The Renewable Fuels Association says the EPA is unnecessarily delaying the decision. RFA also disagrees with an EPA plan to approve E15 use for only in 2007 and newer vehicles.

“EPA is dropping the ball, and for no scientifically justified reason,” said RFA President and CEO Bob Dinneen. “While initial plans to approve the use of E15 for only 2001 and newer vehicles were bad, this plan borders on shameful. Confusing the market as EPA seems intent upon doing likely will lead to little if any additional ethanol being sold.”

Allowing up to E15 blends, up from current 10 percent limits, would mean a potential increase of 6.5 billion gallons of new ethanol demand, displacing more than 200 million additional barrels of imported oil.

In early June, RFA reported April ethanol exports of 40.8 million gallons, compared to 48.3 million gallons in March. Year-to-date exports are 124.3 million gallons, which means 2010 exports have already surpassed exports for all of 2009, 113.3 million gallons.

“American ethanol producers continue to be forced to look for overseas markets for their product as domestic markets for ethanol remain saturated due to the regulatory cap on blending levels,” said Geoff Cooper, RFA vice president of research.
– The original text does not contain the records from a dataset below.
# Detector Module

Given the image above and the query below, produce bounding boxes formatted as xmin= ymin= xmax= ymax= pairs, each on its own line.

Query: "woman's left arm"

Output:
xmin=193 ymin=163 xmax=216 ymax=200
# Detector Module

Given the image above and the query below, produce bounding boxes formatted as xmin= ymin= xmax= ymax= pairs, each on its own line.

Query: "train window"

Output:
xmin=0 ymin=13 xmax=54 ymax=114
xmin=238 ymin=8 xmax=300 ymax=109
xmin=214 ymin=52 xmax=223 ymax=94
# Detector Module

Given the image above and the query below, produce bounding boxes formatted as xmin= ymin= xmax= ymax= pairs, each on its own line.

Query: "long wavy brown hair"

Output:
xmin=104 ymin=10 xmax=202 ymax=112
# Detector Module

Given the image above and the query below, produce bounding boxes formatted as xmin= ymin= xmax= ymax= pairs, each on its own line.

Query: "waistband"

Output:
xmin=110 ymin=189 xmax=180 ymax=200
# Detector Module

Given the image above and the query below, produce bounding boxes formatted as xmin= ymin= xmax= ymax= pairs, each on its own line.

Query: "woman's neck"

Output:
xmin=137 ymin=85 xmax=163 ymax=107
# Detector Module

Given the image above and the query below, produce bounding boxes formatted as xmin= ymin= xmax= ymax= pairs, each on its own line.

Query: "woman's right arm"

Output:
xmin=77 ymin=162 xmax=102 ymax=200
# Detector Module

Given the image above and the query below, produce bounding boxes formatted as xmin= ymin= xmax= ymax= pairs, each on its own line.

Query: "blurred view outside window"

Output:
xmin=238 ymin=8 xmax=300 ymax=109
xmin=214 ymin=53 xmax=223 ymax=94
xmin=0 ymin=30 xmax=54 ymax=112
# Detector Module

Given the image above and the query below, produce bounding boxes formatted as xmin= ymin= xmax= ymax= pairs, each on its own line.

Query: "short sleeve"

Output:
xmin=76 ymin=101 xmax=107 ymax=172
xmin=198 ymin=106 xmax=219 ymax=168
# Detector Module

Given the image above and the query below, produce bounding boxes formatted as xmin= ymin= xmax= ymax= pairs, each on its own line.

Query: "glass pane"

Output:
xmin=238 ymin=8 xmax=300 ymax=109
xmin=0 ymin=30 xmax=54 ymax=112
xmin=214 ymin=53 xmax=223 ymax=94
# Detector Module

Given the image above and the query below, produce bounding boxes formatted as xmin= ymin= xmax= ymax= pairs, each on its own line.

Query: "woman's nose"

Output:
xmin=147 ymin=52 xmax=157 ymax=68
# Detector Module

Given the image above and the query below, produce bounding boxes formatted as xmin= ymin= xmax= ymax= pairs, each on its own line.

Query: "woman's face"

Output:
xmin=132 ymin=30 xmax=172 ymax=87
“As a matter of national energy security, America should first seek to maximize its use of domestic renewable fuels before it turns to overseas markets.”

Exports to the EU, India, Jamaica, Australia, and Canada were up or stable. But exports to Brazil dropped to virtually zero, as Brazilian ethanol output rebounded from previous months.

RFA explored the issue of increasing U.S. ethanol exports in depth in report released in May.

According to the Energy Information Administration, ethanol production for the week ending June 18 was 846,000 barrels per day, or more than 35.5 million gallons daily. The week prior, production reached 839,000 barrels daily.

Ethanol in storage around the country ticked upward with supplies of 19.4 million barrels, or nearly 815 million gallons. That is up from 18.6 million barrels the week before.

Total gasoline demand fell slightly at just over 388 million gallons of daily demand, meaning ethanol production is equivalent to 9.15 percent of gasoline demand.

Based on RFA calculations, the ethanol industry consumed 12.7 million bushels of corn daily for the week ending June 18. The corn also converted into approximately 98,000 metric tons of livestock feed, including corn gluten feed, corn gluten meal, and distillers grains. Distillers grains production alone totaled more than 86,000 metric tons according to RFA calculations.

RFA is assuming an industry average of 2.8 gallons of ethanol per bushel of corn. For feed production, the RFA assumes 17 pounds of distillers grains are produced from each bushel of corn in the dry mill process. Plants using the wet mill process generate 13.5 pounds of corn gluten feed and 2.5 pounds of corn gluten meal per bushel processed. RFA assumes 88 percent of the current operating capacity utilizes the dry milling process.